構造的には、もちろん肩は、肩関節に固定されている。だからといって、それを動かすのが肩と考えるのは短絡なようだ。
人体の構造は、ご存知の通り、内骨格系の生物の宿命として骨を筋肉で結びつける。本川達雄の「ウニはすごい バッタもすごい」によれば、筋肉は収縮する方向でしか力を発揮できない。よって縮めるのが力であって、伸ばす力はない。伸ばす動きの場合は、反対側で収縮が起きているはずである。

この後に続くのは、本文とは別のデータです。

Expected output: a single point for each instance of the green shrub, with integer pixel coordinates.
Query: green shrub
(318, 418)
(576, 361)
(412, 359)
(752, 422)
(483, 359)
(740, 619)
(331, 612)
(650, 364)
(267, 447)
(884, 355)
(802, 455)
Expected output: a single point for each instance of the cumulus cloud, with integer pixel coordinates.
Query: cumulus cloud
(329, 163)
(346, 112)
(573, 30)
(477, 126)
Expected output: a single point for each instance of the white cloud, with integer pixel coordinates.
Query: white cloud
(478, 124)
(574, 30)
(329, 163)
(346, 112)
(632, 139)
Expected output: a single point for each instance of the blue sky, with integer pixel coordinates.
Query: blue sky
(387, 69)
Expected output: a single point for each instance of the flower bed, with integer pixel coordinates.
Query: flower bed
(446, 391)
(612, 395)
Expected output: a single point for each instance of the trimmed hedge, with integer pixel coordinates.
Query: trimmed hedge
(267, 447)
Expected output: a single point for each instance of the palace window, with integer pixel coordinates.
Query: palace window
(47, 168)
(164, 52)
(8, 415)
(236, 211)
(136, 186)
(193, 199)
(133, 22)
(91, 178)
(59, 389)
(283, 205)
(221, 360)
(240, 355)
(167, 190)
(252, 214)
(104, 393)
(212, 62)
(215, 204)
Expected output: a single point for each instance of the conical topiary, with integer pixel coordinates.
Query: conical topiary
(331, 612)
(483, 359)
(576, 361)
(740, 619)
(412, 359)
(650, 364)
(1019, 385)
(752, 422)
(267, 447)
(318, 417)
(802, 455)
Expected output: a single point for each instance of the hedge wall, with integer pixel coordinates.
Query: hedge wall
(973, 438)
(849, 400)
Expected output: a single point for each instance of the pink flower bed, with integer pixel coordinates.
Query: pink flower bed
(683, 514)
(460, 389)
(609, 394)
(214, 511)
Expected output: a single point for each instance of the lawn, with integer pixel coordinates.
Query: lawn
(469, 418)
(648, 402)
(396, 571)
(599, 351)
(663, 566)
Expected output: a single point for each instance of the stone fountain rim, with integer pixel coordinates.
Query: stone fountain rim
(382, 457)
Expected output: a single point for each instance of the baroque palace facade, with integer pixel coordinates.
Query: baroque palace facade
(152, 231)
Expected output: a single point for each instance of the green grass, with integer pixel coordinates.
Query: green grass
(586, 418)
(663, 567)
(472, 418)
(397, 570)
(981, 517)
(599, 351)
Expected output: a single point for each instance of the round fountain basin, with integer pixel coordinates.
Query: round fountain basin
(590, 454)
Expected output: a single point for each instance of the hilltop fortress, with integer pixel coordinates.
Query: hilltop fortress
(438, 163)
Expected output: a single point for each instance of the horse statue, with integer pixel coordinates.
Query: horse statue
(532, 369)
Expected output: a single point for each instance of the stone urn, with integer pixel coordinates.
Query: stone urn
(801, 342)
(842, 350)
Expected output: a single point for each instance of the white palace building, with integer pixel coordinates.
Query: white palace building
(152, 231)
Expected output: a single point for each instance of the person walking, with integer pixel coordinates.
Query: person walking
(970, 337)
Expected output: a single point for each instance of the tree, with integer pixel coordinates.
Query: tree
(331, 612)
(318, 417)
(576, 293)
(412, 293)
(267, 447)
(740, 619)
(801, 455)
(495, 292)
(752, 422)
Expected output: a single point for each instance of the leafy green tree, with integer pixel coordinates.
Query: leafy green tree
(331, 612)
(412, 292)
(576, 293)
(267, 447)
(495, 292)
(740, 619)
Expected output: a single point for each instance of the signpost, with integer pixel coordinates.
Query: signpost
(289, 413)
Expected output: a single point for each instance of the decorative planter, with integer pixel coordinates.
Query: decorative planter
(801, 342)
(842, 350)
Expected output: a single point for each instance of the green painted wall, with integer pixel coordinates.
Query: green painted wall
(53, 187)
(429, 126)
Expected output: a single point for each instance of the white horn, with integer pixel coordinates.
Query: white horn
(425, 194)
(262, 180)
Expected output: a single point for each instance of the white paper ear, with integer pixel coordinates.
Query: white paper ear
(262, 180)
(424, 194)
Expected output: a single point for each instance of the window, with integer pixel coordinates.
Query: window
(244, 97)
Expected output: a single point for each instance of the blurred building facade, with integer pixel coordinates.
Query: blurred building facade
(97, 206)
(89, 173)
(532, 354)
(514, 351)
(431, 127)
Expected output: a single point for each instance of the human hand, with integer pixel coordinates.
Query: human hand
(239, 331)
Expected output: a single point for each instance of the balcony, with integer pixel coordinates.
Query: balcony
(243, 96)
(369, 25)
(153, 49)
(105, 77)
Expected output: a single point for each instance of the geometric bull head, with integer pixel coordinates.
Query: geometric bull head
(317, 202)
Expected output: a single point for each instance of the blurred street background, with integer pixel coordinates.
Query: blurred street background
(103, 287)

ウニはすごい バッタもすごい - デザインの生物学(2017/2/19) - 本川 達雄 - 中公新書
意識は反対側を縮めるとは理解していないだろう。そのような考えでは意識には馴染まない。伸ばすという意識を縮めるに変換する機構がどこかにある。

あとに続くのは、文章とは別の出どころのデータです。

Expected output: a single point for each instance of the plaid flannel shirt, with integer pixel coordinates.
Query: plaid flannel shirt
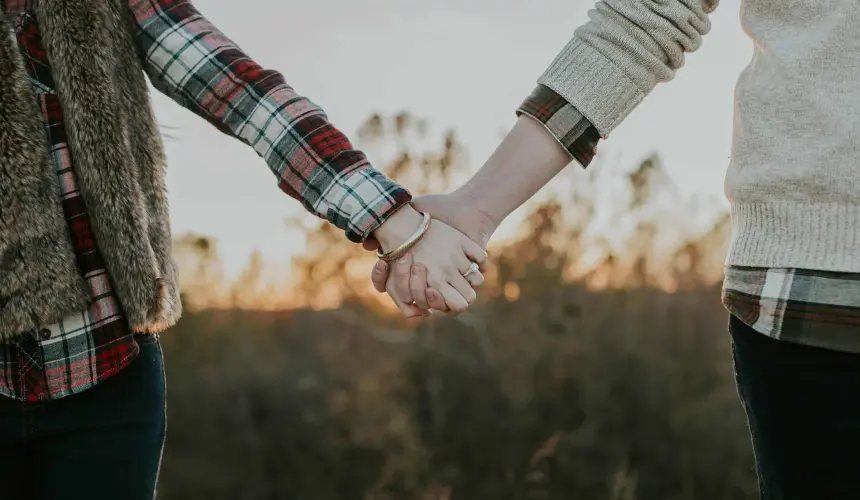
(188, 59)
(815, 308)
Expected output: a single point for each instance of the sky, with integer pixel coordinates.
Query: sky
(460, 64)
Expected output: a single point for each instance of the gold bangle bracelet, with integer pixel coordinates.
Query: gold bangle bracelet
(409, 243)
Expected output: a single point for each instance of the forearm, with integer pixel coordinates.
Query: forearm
(525, 161)
(192, 61)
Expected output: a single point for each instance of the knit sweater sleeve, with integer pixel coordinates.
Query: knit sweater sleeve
(622, 52)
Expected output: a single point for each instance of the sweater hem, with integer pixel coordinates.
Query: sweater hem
(795, 235)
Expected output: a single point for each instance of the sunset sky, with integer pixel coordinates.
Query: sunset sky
(462, 64)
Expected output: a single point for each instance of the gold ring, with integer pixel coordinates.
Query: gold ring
(473, 268)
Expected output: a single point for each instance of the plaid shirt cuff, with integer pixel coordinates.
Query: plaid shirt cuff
(572, 130)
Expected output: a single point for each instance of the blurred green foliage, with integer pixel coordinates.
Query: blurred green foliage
(589, 369)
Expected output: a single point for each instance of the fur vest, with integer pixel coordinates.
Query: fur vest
(118, 158)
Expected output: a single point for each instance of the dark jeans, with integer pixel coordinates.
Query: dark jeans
(803, 407)
(102, 444)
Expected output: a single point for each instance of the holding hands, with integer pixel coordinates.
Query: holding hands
(436, 267)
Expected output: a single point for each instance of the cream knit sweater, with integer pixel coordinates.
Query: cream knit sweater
(794, 177)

コリとはこの筋肉が緩やかに長時間収縮した状態が続いた結果であろう。そのための疲労がコリである、と思われる。単純に考えるならば、縮んでいるのなら、反対側を伸ばせば伸びるではないか、と考えられる。だがそう簡単ではないようだ。
収縮は神経が支配している。これを物理的に伸ばしても、収縮信号が停止するとは限らない。伸ばしても収縮信号が流れ続けているならば、疲労が解決することにはならない。これは筋肉の問題ではなく、脳から神経へと発する電気信号の問題なのだ。

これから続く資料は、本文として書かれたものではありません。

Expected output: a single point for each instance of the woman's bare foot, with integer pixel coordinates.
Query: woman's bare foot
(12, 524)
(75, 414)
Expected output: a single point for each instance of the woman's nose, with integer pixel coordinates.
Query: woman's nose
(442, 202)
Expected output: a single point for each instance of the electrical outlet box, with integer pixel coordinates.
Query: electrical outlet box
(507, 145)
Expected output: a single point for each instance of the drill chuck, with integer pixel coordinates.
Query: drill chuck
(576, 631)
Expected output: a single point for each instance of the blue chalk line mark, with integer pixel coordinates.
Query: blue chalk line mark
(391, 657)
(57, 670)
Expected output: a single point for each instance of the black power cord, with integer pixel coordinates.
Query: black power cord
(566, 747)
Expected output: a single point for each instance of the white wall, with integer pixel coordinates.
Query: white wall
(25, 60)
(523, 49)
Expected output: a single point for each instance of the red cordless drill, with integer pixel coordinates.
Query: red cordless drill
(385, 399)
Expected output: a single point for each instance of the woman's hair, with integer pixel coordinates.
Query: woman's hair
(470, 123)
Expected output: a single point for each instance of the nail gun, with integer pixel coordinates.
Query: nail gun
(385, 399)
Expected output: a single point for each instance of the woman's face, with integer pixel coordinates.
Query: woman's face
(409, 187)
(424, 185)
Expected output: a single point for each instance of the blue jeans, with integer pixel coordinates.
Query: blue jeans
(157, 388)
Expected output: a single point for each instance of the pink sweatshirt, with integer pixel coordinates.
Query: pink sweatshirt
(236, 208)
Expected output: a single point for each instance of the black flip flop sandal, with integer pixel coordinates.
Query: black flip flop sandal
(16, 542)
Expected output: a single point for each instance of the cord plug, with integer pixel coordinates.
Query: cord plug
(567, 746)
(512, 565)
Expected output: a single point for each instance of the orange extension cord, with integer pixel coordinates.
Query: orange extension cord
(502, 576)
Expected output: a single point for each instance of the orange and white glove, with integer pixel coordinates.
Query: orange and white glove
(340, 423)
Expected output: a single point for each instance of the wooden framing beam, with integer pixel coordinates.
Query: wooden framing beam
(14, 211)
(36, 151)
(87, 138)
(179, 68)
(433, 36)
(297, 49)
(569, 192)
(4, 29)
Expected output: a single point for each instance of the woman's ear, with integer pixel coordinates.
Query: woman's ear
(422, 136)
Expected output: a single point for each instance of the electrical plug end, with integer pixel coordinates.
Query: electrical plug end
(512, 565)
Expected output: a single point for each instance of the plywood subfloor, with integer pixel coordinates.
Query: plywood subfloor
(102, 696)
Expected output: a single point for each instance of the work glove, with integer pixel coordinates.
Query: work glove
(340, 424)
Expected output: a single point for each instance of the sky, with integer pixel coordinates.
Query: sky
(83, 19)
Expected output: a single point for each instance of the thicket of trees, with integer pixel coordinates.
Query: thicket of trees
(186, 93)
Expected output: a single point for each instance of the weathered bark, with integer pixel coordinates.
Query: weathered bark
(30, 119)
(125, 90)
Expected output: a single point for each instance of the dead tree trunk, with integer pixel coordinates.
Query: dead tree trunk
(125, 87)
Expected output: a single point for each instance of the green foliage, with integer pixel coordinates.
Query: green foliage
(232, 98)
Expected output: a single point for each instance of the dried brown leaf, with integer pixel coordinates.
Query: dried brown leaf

一般的にマッサージには、筋肉をほぐすと同時に、この信号を遮断する効果がある。一時的にも信号が止まれば筋肉は疲労を回復させることができるわけだ。ただし根本の原因が取り除かれなければ、再び信号は発生するだろう。またしばらくしたらコリが辛くなる。
肩を動かすには、肩と結ばれている筋肉が収縮しなければならない。人間の体はあちこちが結びついているから、類似する動作をするのにも複数の経路がある。だから、どの筋肉を主力として使いますかという話になる。
肩回りの骨に注目するならば、鎖骨と肩甲骨は外せない。これらが背骨を結びついて肩を動かす。これらのどれをどの程度参加させていますか。それによってコリ方も違ってくる。
肩とは鎖骨の先についた支点である。力点は鎖骨の胸骨側にある、という感じ。つまり、肩は鎖骨で動かす、と考える。
人体の多くはテコを利用している。だから鎖骨と肩の位置関係も直線上にはない。軸線を変えてゴルフクラブのようなトルク(回転、捩じる力)を生み出す構造がある。回転しやすくする事で関節が動かしやすくなる。
胸骨側から鎖骨を通して肩を通って腕を動かす。肩は肩関節で固定されているが、これを鎖骨を使って動かす。車のシフトノブのようなイメージだ。
胸骨側に力点があり、肩が支点となって、作用点となる腕を動かす第1種てこ。
このように意識し、鎖骨を動かすようにすることで、背中の痛みがかなり軽減できた。そして、この動きがゴルフスイングに影響しないはずがないのである。
スイングは立ち姿の姿勢を見るだけで明らかである、という理想に基づいて考えてゆきたい。